Tracking epigenetic plasticity in circulating tumor-derived DNA to monitor drug resistance and guide personalized treatment in cancer patients

Personalized therapy has revolutionized cancer care during the past decades, but still suffers from frequent drug resistance and relapse. A better understanding of drug resistance mechanisms and their timely tracking and prevention represent areas of urgent clinical unmet need. While novel or clonally selected genetic lesions including DNA mutations and copy number changes are well known causes of therapy failure, emerging evidence supports a role for non-genetic/epigenetic heterogeneity and plasticity in the selective process to escape the pressure of therapy. In addition to unravelling the mechanisms controlling this epigenetic plasticity to identify new therapeutic strategies, there is a growing need for novel tools to detect and monitor epigenetic heterogeneity and plasticity that currently do not exist. EpiGuide aims to establish a blood-based monitoring tool to trace epigenetic mechanisms driving drug resistance development during treatment. We will develop and optimize the EpiGuide assay, an analytic and computational pipeline that measures and monitors methylation and histone modifications of circulating cell-free DNA that tumor cells shed into the blood plasma. In a next step, the efficacy of the EpiGuide assay to detect epigenetic tumor cell state changes will be validated in mouse models and patient samples. The EpiGuide assay will also explore temporal and spatial dynamics of epigenetic switches related to drug resistance and look for associations with clinical outcome. The EpiGuide project focuses on two tumor entities for which epigenetic switches leading to chemotherapy resistance have been described (epithelial-mesenchymal plasticity in triple-negative breast cancer and adrenergic-mesenchymal switch in high-risk neuroblastoma). The long-term goal is to bring the EpiGuide assay into clinical practice for monitoring in clinical trials and personalized cancer care. Major impact of EpiGuide is expected for guiding patient-tailored and disease state-adapted therapies, with a specific benefit of earlier detection of evolving non-genetic tumor cell states leading to drug resistance.
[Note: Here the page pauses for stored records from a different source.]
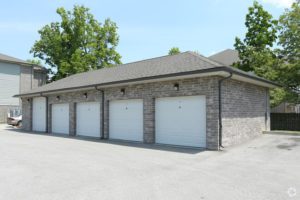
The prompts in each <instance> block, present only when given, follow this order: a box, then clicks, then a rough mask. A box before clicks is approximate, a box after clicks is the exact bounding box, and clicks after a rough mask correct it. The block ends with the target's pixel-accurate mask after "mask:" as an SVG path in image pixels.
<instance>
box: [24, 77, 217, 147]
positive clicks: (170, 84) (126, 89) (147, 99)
mask: <svg viewBox="0 0 300 200" xmlns="http://www.w3.org/2000/svg"><path fill="white" fill-rule="evenodd" d="M217 82H218V78H217V77H207V78H194V79H185V80H177V81H165V82H157V83H145V84H137V85H129V86H123V87H111V88H105V89H104V93H105V95H104V97H105V98H104V138H109V112H108V109H109V102H110V101H112V100H122V99H143V105H144V113H143V115H144V139H143V141H144V143H155V113H154V112H155V98H160V97H175V96H193V95H205V96H206V106H207V111H206V112H207V116H206V130H207V139H206V145H207V148H208V149H217V148H218V120H217V119H218V118H217V117H218V96H217V95H218V93H217V91H218V90H217ZM174 83H178V84H179V87H180V89H179V91H175V90H174ZM121 88H124V89H125V94H124V95H122V94H121V92H120V90H121ZM85 92H87V93H88V98H87V99H85V98H84V97H83V93H85ZM57 96H59V97H60V98H59V100H57V98H56V97H57ZM101 99H102V97H101V92H100V91H97V90H90V91H82V92H69V93H62V94H55V95H49V96H48V130H49V132H51V105H52V104H54V103H66V102H67V103H69V106H70V135H75V133H76V114H75V112H76V109H75V108H76V103H78V102H86V101H99V103H100V102H101ZM23 101H26V98H23ZM23 106H27V107H28V106H30V104H28V103H25V104H23ZM30 109H31V108H26V109H24V110H23V111H24V112H25V110H26V112H29V113H31V111H30ZM101 112H102V110H101ZM100 114H101V113H100ZM31 118H32V117H31V116H30V115H28V114H24V115H23V119H24V120H23V124H24V129H25V130H28V131H30V130H31V125H30V124H31ZM99 123H100V122H99Z"/></svg>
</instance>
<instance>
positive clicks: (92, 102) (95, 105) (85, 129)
mask: <svg viewBox="0 0 300 200" xmlns="http://www.w3.org/2000/svg"><path fill="white" fill-rule="evenodd" d="M76 134H77V135H82V136H89V137H97V138H100V102H84V103H77V106H76Z"/></svg>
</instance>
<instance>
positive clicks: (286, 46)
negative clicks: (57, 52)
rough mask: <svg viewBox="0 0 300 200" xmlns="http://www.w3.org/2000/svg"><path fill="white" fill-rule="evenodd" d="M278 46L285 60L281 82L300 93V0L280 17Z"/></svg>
mask: <svg viewBox="0 0 300 200" xmlns="http://www.w3.org/2000/svg"><path fill="white" fill-rule="evenodd" d="M278 44H279V45H280V46H281V47H282V48H281V49H280V56H281V57H282V59H283V60H284V65H283V66H282V67H281V69H280V74H279V75H280V76H279V77H280V81H281V82H282V83H284V84H285V86H286V87H287V88H289V89H291V90H294V91H298V92H299V93H300V0H298V1H296V2H295V3H293V5H292V7H291V9H289V10H286V11H285V12H284V13H283V14H282V15H281V16H280V18H279V42H278Z"/></svg>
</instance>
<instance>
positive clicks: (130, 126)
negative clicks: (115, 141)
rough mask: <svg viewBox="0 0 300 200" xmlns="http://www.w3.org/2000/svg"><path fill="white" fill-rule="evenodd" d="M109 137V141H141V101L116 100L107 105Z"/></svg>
mask: <svg viewBox="0 0 300 200" xmlns="http://www.w3.org/2000/svg"><path fill="white" fill-rule="evenodd" d="M109 137H110V138H111V139H121V140H132V141H142V140H143V101H142V100H141V99H133V100H118V101H111V102H110V103H109Z"/></svg>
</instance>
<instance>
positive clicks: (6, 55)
mask: <svg viewBox="0 0 300 200" xmlns="http://www.w3.org/2000/svg"><path fill="white" fill-rule="evenodd" d="M0 61H8V62H17V63H26V64H28V62H26V61H24V60H21V59H19V58H15V57H12V56H8V55H5V54H2V53H0Z"/></svg>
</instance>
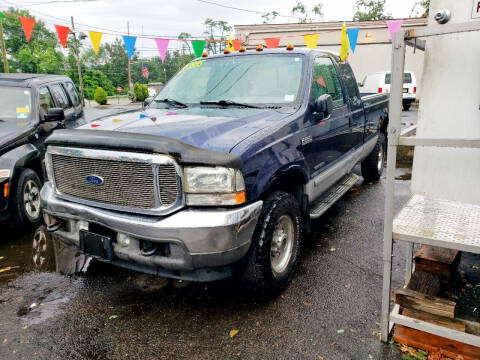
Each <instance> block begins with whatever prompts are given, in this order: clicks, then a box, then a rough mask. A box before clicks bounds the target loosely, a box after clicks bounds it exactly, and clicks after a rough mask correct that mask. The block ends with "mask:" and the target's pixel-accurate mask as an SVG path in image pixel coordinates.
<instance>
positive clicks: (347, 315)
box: [0, 180, 410, 360]
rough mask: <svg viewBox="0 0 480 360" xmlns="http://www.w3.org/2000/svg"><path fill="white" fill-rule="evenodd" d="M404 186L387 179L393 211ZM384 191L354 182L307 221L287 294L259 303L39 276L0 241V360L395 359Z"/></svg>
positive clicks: (140, 284) (25, 237) (237, 293)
The first objective of the project is focused on the development of an analytic and computational pipeline for epigenetic cell state monitoring in liquid biopsies. On the analytic side, we have optimized the cfChIP protocol and successfully generated libraries on mouse plasma samples. In a next phase, we will sequence the libraries and perform quality control. On the computational side, we have built a computational pipeline (NextFlow) for in depth benchmarking of different deconvolution tools and strategies. This tool will be used to evaluate deconvolution of DNA methylation for identification of different cell states in blood plasma.
The second objective of the project is directed towards validation of the EpiGuide assay and studying the dynamics of epigenetic tumor cell state switches in mouse models. During the first 2 years of the project, we have mostly focused on the triple negative breast cancer mouse model. To allow identification of cell states using epigenomic analysis of blood cfDNA, we need a comprehensive epigenomic reference atlas of epithelial-mesenchymal plasticity. To this end, we have successfully isolated mice tumors and sorted different cell state populations. We are currently profiling these samples for different epigenetic layers (RNA-seq for transcriptome analysis, cfRRBS for DNA methylation analysis, CUT&TAG for histone modification profiling and ATAC-seq for open chromatic profiling) and will use these data as reference for the analysis of the data generated on blood plasma.
The third part of the project aims to monitor epigenetic plasticity in liquid biopsies from cancer patients using the EpiGuide assay. For this project part, we have set up collaboration at UZGent and internationally to get access to longitudinally collected liquid biopsy samples of triple negative breast cancer and high-risk neuroblastoma patients.

At this point, we cannot report on finalized results beyond the state of the arts. However, in relatively short term, we expect (1) to generate a comprehensive and unique epigenomic EMP cell atlas for triple negative breast cancer and (2) to finalize an in-depth benchmarking for cfDNA methylation deconvolution, where different deconvolution tools, sequencing depths, differential methylated region identification algorithms, reference datasets, amongst others are evaluated.